My first question is whether we're even going about this the right way. The usual approach is to take some baseline system, add WordNet features, and see if predictive performance goes up (i.e., performance on test data). This seems like a bit of a round-about way to attack the problem. After all, this problem of "does some feature have an influence on the target concept" is a classical and very well studied area of statistics: most people have probably seen ANOVA (analysis of variance), but there are many many more ways to try to address this question. And, importantly, they don't hinge on the notions of predictive performance. (Which almost immediately ties us in to "my system is better than yours.")

Now, I'm not claiming that ANOVA (or some variant thereof) is the right thing to do. Our problems are often quite different from those encountered in classical statistics. We have millions of covariates (features) and often complex structured outputs. I just wonder if there's some hint of a good idea in those decades of statistical research.

The other way to go about looking at this question, which at the time I wrote the EMNLP paper I thought was pretty good, is the following. The question is: why do I care if WordNet features are useful for prediction. Very rarely will they actually hurt performance, so who cares if they don't help? (Besides those people who actually want to know something about how language works.... though in this case perhaps it tells us more about how WordNet works.) The perspective we took was that someone out there is going to implement a coreference system from scratch (perhaps for a new language, perhaps for a new domain) and they want to know what features they should spend time writing and which ones they can ignore. This now is a question about predictive performance, and we did a form of backwards feature selection to try to answer it. If you look at Figure 2 in the paper, basically what you see is that you'd better implement string-match features, lexical features, count-based features, and knowledge-based features. On top of this, you can get another half point with inference features and another half again using gazetteers. But beyond that, you're probably wasting your time. (At the time of the EMNLP paper, one of this big "sells" was the count-based features, which are impossible in the standard pairwise-decision models that most people apply to this problem. I still think this is an interesting result.)

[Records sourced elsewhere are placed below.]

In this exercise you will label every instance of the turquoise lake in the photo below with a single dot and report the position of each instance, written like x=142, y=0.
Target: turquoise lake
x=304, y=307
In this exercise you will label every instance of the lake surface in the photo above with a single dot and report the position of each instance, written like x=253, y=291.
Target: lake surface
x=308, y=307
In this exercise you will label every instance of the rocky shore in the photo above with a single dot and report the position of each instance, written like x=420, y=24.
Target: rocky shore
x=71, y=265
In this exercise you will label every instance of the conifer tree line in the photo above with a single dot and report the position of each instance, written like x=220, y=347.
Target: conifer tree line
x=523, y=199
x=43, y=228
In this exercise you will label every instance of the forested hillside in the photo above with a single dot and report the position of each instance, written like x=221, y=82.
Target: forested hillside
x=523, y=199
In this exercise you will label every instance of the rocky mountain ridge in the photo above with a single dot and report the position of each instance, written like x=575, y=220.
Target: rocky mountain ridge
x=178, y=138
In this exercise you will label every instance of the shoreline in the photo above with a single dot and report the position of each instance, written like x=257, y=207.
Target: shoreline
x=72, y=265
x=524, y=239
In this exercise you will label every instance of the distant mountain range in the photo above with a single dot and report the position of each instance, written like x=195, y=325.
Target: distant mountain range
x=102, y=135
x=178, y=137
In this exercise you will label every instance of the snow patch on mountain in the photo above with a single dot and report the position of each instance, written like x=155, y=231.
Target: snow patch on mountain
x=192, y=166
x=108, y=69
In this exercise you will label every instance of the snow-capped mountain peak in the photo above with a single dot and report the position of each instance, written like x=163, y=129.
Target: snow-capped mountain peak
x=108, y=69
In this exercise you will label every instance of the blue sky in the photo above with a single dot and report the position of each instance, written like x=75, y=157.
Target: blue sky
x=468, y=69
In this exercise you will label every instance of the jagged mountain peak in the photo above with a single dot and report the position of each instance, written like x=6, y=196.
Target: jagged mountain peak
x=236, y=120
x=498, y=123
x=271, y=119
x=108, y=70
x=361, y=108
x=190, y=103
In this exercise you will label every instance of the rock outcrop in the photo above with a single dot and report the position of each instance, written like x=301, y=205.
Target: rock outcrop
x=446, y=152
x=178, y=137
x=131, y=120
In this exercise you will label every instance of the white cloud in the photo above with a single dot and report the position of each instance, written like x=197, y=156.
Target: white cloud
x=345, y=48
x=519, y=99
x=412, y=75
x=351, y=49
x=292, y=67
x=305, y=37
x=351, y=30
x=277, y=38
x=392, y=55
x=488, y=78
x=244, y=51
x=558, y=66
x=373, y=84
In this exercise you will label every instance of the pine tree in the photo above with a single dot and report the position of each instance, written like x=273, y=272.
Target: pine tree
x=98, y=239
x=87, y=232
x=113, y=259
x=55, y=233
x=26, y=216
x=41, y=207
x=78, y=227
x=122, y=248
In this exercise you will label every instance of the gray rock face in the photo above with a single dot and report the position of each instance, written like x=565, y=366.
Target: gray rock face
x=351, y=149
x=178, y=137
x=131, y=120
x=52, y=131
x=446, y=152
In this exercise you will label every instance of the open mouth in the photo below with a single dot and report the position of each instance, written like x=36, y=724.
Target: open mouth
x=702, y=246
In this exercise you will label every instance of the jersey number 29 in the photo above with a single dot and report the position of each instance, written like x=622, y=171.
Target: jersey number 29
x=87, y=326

At any rate, I still think this ("what should I spend time implementing") is a reasonable way to look at the problem. But if you're moving to a new domain or new language, most likely all of your time/money is going to be spent annotating data, not implementing features. So maybe you should just go and implement everything you can think of anyway. And besides, if you want to make an argument about moving to different languages or different domains or even different amounts of training data, you should make those arguments specifically and do the experiments to back them up. For instance, how does Figure 2 in the EMNLP paper change when you have half the data, or a tenth the data? Maybe the lexical features don't matter as much and perhaps here WordNet might kick in?